The element of surprise is a dangerous weapon that one can bring to a fight, and Oliver McCall and “uncertainty” go hand-in-hand . . . for better or for worse.
It was back in September 1994 that “The Atomic Bull” Oliver McCall surprised us all when he defeated champion Lennox Lewis by TKO in the second round to claim the WBC Heavyweight title.
Just as shocking was the rematch three years later as the two battled for the same title, which was vacant at the time, and McCall mentally collapsed and cried his way to a fifth round TKO loss.
When Oliver McCall enters the ring he always has a look of angst or discomfort on his face, as if he is about to cry . . . and we learned that sometimes he does. But, McCall also carries into the ring the kind of one-punch knockout power that can shave a few points off the IQ. He is as heavy-handed as they come and more than once has snatched victory from the jaws of defeat. My most vivid memory of this was his bout against Henry Akinwande in 2001. With Akinwande dominating the bout by using his height and reach advantage to jab his way to a comfortable lead on the scorecards, “The Atomic Bull” let loose with a devastating overhand right that shook Henry's molars, rattled his cranium, and dropped him for good. That bomb exploded on Akinwande in the tenth and final round in a bout that McCall had been outboxed for its entirety. Power, it is what punchers use to bridge the gap against boxers.
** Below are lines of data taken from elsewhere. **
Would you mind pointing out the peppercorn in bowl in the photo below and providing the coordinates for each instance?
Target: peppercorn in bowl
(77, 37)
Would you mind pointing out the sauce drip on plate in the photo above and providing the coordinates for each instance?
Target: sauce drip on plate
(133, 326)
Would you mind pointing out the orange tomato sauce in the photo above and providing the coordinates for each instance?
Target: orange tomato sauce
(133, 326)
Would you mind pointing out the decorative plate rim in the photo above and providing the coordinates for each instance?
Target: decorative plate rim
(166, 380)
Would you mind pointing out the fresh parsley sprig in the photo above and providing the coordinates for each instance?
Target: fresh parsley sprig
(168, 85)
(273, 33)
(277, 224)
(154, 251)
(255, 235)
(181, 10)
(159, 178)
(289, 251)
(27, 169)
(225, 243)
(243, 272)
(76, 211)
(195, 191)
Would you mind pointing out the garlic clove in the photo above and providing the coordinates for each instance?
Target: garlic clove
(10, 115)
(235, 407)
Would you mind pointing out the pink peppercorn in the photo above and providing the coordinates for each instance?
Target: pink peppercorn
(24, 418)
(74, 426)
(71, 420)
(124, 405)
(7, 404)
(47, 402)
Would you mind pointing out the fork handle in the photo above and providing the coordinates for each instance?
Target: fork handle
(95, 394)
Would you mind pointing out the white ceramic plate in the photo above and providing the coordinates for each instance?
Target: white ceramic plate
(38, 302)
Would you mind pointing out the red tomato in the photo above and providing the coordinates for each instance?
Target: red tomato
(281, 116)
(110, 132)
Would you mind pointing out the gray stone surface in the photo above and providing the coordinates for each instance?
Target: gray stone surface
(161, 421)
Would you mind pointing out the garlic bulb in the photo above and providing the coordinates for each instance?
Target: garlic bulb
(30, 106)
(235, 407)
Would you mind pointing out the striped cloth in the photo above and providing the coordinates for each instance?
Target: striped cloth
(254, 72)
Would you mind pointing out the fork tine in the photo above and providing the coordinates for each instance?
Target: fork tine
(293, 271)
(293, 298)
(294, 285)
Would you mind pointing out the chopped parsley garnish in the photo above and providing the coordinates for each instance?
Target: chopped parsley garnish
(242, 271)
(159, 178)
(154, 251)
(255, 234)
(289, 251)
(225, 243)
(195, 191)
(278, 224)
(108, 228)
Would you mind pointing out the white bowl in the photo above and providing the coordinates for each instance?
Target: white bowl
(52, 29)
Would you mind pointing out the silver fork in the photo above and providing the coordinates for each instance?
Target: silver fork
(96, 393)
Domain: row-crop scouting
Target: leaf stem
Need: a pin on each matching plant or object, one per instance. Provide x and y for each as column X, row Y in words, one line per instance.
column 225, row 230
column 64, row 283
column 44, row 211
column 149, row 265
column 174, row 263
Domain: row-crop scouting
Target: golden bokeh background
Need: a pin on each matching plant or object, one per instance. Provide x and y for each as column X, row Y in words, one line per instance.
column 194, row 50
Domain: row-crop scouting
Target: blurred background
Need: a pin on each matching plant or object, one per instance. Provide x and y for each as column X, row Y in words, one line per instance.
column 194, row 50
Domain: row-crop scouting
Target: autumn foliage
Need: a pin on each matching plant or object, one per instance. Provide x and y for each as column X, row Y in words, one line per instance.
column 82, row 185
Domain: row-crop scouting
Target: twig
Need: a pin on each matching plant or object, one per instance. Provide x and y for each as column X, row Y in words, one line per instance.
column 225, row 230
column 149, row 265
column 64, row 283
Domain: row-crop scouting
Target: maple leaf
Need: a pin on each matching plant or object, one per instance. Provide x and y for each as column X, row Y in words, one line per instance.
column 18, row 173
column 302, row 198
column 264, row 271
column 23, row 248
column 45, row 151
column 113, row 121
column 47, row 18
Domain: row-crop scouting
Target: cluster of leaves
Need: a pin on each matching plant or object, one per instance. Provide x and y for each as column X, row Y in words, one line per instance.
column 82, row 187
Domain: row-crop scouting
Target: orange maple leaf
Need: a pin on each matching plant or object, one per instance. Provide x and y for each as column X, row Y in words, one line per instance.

Now a 41-year-old fighter with time not on his side, there is one last shot, one big punch that Oliver McCall still wants to land. His most recent bout, a four round beating of similarly aged and hard-hitting Darroll Wilson, proved that McCall hasn't quite slipped to journeyman status and kept him on the heavyweight radar. Wilson never had much of a chance against McCall as the “Bull” dropped Wilson in the second and had him out on his feet before the bout was stopped. In dominating an opponent he was expect to defeat, McCall claimed the vacant WBC Fecarbox Heavyweight title, but more importantly he stayed busy and extended his current winning streak to seven. Officially he has a No Contest during that streak when Juan Carlos Gomez won a lopsided ten-round decision against McCall in Germany; but Gomez failed his post-fight drug test which changed the outcome from a McCall loss on points to a No Contest.
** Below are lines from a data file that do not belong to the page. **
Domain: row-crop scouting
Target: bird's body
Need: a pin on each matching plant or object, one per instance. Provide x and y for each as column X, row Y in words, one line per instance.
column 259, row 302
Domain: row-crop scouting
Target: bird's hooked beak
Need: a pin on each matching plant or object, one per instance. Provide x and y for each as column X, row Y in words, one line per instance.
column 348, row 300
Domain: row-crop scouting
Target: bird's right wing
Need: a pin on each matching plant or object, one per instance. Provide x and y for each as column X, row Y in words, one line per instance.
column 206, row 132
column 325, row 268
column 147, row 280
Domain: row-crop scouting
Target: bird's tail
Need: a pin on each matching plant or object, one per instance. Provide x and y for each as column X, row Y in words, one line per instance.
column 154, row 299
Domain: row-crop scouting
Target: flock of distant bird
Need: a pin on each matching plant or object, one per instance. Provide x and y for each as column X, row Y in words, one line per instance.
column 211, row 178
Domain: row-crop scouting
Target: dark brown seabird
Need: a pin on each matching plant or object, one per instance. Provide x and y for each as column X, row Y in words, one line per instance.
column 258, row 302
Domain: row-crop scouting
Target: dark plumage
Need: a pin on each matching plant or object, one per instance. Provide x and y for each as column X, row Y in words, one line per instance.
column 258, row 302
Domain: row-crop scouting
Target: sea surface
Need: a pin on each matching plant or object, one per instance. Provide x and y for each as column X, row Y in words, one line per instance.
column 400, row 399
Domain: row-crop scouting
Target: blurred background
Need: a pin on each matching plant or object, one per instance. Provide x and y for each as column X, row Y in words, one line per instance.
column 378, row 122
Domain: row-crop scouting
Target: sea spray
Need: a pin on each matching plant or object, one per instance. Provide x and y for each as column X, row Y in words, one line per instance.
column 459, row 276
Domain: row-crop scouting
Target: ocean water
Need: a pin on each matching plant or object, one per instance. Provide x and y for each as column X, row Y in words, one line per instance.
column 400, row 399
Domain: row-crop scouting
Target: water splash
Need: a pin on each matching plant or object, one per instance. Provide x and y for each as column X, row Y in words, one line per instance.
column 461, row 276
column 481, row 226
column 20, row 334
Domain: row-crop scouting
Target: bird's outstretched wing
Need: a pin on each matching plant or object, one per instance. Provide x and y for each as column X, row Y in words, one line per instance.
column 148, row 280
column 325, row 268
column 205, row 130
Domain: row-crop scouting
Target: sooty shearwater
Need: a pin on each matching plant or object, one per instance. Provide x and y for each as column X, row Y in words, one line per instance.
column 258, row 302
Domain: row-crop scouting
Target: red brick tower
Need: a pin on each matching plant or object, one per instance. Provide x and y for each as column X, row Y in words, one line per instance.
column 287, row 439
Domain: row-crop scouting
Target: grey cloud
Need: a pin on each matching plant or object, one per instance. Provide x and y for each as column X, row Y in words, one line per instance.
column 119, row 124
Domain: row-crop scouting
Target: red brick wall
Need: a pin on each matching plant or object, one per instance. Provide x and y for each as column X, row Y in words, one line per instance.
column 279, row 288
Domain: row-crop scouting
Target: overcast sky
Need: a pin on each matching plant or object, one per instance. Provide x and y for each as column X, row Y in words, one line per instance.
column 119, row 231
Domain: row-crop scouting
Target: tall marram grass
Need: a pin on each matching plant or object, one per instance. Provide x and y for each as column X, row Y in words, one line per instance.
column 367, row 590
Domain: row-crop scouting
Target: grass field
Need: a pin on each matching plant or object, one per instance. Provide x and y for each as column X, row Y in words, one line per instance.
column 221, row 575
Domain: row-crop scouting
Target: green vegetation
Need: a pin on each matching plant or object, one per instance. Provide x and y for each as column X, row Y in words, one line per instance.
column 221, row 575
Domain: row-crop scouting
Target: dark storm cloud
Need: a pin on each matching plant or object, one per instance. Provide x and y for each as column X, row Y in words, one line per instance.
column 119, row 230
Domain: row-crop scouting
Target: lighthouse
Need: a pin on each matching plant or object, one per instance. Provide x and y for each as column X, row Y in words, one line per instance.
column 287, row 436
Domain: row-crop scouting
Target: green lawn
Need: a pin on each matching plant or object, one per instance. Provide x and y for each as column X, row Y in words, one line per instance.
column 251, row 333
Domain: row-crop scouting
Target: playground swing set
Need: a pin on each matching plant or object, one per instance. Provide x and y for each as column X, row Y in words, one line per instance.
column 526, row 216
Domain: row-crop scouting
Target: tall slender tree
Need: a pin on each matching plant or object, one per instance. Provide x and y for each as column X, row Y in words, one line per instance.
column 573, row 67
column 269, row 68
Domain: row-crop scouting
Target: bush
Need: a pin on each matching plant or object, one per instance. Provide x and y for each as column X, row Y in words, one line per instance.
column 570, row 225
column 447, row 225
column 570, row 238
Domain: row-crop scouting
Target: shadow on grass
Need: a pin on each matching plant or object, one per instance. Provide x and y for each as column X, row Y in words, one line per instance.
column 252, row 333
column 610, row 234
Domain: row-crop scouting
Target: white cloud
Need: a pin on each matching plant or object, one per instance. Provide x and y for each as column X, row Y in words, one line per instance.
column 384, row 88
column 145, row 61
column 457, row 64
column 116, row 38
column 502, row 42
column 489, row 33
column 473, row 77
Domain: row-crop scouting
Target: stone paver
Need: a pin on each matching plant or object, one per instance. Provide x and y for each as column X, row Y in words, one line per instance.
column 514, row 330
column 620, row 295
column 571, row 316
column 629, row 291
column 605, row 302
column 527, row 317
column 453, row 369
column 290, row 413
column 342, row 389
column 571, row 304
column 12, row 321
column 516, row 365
As his eight career losses suggest, McCall can be beaten, and usually it is by a tough fighter who can jab and box well over the entire course of a bout, or be fortunate enough to catch McCall on an off night. McCall too seems to have moments where he loses focus and let's fights slip away, but also can wake up in time to save a bout that may be slipping out of reach. Among his 48 victories is a first round TKO over newly crowned WBA champion Oleg Maskaev. Although that bout was back in 1996 and came in Maskaev’s seventh pro fight, McCall won, and Maskaev is now a heavyweight champion. According to that result, McCall may not be all that shy of the top of the heap as the cream of the crop has slowly eased its way back to the rest of the division.
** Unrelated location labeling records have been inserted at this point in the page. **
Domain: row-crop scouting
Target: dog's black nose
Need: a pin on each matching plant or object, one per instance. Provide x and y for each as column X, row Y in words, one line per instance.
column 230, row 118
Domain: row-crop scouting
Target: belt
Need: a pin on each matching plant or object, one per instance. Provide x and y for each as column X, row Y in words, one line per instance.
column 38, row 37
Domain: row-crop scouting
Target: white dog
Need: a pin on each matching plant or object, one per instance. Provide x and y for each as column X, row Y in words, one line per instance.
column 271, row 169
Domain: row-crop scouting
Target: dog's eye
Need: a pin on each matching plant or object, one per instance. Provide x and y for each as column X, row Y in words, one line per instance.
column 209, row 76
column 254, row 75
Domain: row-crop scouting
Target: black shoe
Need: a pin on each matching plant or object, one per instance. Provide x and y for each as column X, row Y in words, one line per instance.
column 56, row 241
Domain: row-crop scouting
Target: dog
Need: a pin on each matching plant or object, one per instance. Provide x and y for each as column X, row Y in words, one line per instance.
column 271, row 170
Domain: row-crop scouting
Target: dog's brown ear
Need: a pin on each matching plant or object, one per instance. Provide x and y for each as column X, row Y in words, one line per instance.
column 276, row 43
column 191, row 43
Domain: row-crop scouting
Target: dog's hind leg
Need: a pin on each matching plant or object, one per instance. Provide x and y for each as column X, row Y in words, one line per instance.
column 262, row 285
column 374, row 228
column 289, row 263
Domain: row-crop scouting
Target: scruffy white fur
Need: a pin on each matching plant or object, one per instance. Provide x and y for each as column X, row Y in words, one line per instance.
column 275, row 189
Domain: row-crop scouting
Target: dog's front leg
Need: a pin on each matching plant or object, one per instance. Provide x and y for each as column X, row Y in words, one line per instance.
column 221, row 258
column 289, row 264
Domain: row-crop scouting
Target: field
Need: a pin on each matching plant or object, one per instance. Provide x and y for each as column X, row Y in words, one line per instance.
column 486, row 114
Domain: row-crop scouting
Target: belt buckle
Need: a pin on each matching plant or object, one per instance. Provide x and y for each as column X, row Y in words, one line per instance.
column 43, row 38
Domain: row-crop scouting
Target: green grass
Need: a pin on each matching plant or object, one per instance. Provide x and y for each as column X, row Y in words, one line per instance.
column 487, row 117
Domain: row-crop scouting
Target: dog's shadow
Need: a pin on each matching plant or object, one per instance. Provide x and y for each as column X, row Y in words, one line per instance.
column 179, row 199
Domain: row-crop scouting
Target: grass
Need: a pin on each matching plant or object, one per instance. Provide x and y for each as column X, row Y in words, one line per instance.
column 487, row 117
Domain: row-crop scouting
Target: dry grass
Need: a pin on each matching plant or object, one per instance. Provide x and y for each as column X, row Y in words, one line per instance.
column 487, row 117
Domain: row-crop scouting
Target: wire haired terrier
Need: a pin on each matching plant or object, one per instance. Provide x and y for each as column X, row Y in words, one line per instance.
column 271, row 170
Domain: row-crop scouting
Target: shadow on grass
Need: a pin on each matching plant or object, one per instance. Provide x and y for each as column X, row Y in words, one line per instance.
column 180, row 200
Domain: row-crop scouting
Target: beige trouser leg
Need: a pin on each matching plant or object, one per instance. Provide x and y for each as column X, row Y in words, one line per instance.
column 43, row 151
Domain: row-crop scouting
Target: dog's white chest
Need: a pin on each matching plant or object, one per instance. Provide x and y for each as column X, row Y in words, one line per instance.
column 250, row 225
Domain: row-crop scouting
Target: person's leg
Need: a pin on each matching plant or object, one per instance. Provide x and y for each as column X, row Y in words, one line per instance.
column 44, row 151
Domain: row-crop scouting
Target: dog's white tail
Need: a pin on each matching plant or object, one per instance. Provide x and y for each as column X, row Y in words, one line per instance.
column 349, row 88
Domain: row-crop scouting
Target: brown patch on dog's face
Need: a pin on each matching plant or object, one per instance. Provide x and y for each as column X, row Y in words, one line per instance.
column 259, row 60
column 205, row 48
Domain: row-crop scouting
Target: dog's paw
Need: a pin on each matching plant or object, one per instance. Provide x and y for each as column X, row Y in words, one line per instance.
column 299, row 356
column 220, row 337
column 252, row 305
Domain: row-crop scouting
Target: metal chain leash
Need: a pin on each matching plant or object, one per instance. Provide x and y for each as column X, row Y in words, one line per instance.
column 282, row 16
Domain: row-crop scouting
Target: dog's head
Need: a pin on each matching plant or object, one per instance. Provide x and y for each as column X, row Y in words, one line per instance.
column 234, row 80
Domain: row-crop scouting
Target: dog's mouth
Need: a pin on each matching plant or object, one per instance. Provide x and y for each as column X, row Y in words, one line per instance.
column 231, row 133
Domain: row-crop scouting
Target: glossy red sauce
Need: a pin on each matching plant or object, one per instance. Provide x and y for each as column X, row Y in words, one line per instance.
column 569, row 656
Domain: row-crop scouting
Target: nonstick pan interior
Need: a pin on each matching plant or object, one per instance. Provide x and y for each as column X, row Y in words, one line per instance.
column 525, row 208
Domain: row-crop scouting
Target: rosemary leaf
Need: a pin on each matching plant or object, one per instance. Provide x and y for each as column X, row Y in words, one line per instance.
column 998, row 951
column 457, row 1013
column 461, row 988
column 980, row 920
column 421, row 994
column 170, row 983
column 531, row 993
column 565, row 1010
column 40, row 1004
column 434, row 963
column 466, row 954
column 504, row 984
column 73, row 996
It seems that everyone in the heavyweight division has a victory over a current champion, or a win over a fighter who beat a current titleholder. McCall has his victory over Maskaev, WBO champion Sergei Lyakhovich was knocked out by Maurice Harris, and Harris has been beaten by everyone, most recently by Tye Fields, who himself was knocked out by 4-8-0 Jeff Ford. We all know the rocky past of IBF representative Wladimir Klitschko and his struggles to catch his breath and find a chin. Lamon Brewster was the last fighter to beat Klitschko, and of course Brewster lost to “White Wolf” Lyakhovich. That leaves the “Beast from the East” Nicolay Valuev to boast an unblemished record after 45 fights, with Calvin Brock having a clean slate (29-0-0) as well. Both still have much to prove against better opposition before we really know what they are all about.
Currently the WBC #6-ranked heavyweight contender for a shot at Maskaev’s title, McCall can only wait and win in hopes that he gets to repeat his performance against Maskaev. For his part, Maskaev appears to be headed for a bout with Peter Okhello in his first defense. Despite his 34 years, Okhello is a relative unknown in boxing circles, and being a Ugandan-born heavyweight living in Japan tends to lead to that obscurity. He is a four-time loser, with Sinan Samil Sam, Imamu Mayfield, Kali Meehan and Toakipa Tasefa all blemishing his record despite 18 victories. Okhello’s most recent victory was his second career win over journeyman Bob Mirovic. Something seems a tad rotten on the state of the WBC for this bout to be considered worthy of a title defense.
“The Atomic Bull” Oliver McCall can be an explosive fighter able to turn a lackluster bout into a fireworks show. McCall isn’t a potential savior in the wide-open current heavyweight division but he certainly could bring some excitement to the staggering division. If only he gets another chance.